第2話 独り言は秘密にするものです。

 いつもより軽い足取りで去っていく少女を、1匹の犬は見送った。

 最後にあいつが学校に行くなんて言ったのはいつだったろうか。

 あまり長い付き合いなわけではないが、彼女について知っていることは他人に比べて少ない方ではないと思う。


 やがて、少女は見えなくなった。


 ひとりになった犬は、先ほど少女がくれた生姜焼きと冷凍ご飯を包んでいたサンラップを器用に口で咥えてゴミ集積所に向かう。

 今日はゴミの日だ。いつも袋の結び目が緩んでいる佐藤さん宅のゴミ袋に押し込むのだ。


 毎度毎度、決まり通りゴミ袋に名前を書いて出すような律儀な人なのに、袋の結び目だけはゆるゆるなのだ。なぜなのだろうか。


 そんなことをぼーっと考えているうちに、佐藤さん宅のゴミ袋に自分のゴミを入れ終えた犬は、もと居た公園に戻る。

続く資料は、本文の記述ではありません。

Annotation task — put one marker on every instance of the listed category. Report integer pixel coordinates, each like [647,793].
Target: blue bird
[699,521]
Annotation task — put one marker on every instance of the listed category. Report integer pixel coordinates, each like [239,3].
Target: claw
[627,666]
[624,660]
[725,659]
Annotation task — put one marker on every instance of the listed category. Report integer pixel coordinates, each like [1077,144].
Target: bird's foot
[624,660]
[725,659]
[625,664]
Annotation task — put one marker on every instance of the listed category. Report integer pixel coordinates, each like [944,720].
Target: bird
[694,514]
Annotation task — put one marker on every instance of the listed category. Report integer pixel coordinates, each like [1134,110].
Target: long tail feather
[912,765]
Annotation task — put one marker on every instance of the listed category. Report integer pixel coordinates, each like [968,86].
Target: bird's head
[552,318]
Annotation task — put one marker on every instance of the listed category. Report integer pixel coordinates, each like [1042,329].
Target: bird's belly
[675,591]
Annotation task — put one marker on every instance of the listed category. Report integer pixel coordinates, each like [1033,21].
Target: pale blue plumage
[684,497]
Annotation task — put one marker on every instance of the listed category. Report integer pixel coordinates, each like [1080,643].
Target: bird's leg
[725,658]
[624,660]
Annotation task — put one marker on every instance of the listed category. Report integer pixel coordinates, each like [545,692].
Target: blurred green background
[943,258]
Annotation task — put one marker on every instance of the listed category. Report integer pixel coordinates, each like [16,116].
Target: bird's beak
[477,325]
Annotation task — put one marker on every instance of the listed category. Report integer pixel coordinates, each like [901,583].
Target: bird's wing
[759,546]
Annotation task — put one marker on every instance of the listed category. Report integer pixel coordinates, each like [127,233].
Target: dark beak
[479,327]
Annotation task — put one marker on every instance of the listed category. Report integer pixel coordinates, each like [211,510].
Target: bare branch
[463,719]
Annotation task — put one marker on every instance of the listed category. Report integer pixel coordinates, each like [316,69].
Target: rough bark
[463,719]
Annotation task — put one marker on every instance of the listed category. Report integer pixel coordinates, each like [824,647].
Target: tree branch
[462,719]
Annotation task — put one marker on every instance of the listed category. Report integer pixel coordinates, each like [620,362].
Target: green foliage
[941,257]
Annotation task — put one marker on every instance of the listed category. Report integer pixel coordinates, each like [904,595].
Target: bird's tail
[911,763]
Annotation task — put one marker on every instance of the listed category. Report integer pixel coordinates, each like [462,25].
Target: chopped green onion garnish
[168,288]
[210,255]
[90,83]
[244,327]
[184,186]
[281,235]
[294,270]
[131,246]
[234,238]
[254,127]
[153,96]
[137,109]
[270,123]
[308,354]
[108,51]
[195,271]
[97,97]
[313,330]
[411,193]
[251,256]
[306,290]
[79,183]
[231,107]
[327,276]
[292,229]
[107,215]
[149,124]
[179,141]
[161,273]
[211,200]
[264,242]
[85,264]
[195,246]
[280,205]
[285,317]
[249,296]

 公園の入り口からいちばん遠い草むら。そこが犬の住みかだった。

 ガサガサと音を立てて中に入ると、小さな空洞になっている。


 犬はそこに座り込むと、物思いに耽る。


 前世ではいろいろなことがあった。


 いろいろなことをした。


 いろいろな人たちに出逢った。


 いろいろなものを見た。


 この世界には魔法の概念も、人類を脅かすナニカも居ない。


 俺はここにいても、なんの役にも立たない。


 逆に言えば、もうあんなふうに悪役を買って出るようなこともしなくていい。


 強いていうなら、あの少女……名を確か、玲と言ったか。の、居場所くらいにしかなってやれん。


 そんなことでいいのだろうか。


 使命とか、宿命とか、かっこいい言い方をして良いものではないが、そういうようなものを現在進行形で背負っている俺は、毎日、ほんの少しずつ焦りが増幅していくのを感じている。


 そこで犬はひとつ、ため息をついた。

 と、同時に、雨粒が一つ鼻の頭に落ちたのを感じた。


 この住みかは、雨は防げない。


 どこか雨宿りできる建物を探して、犬は歩き出した。


 それを後からつける人影には、気づく様子はなかった。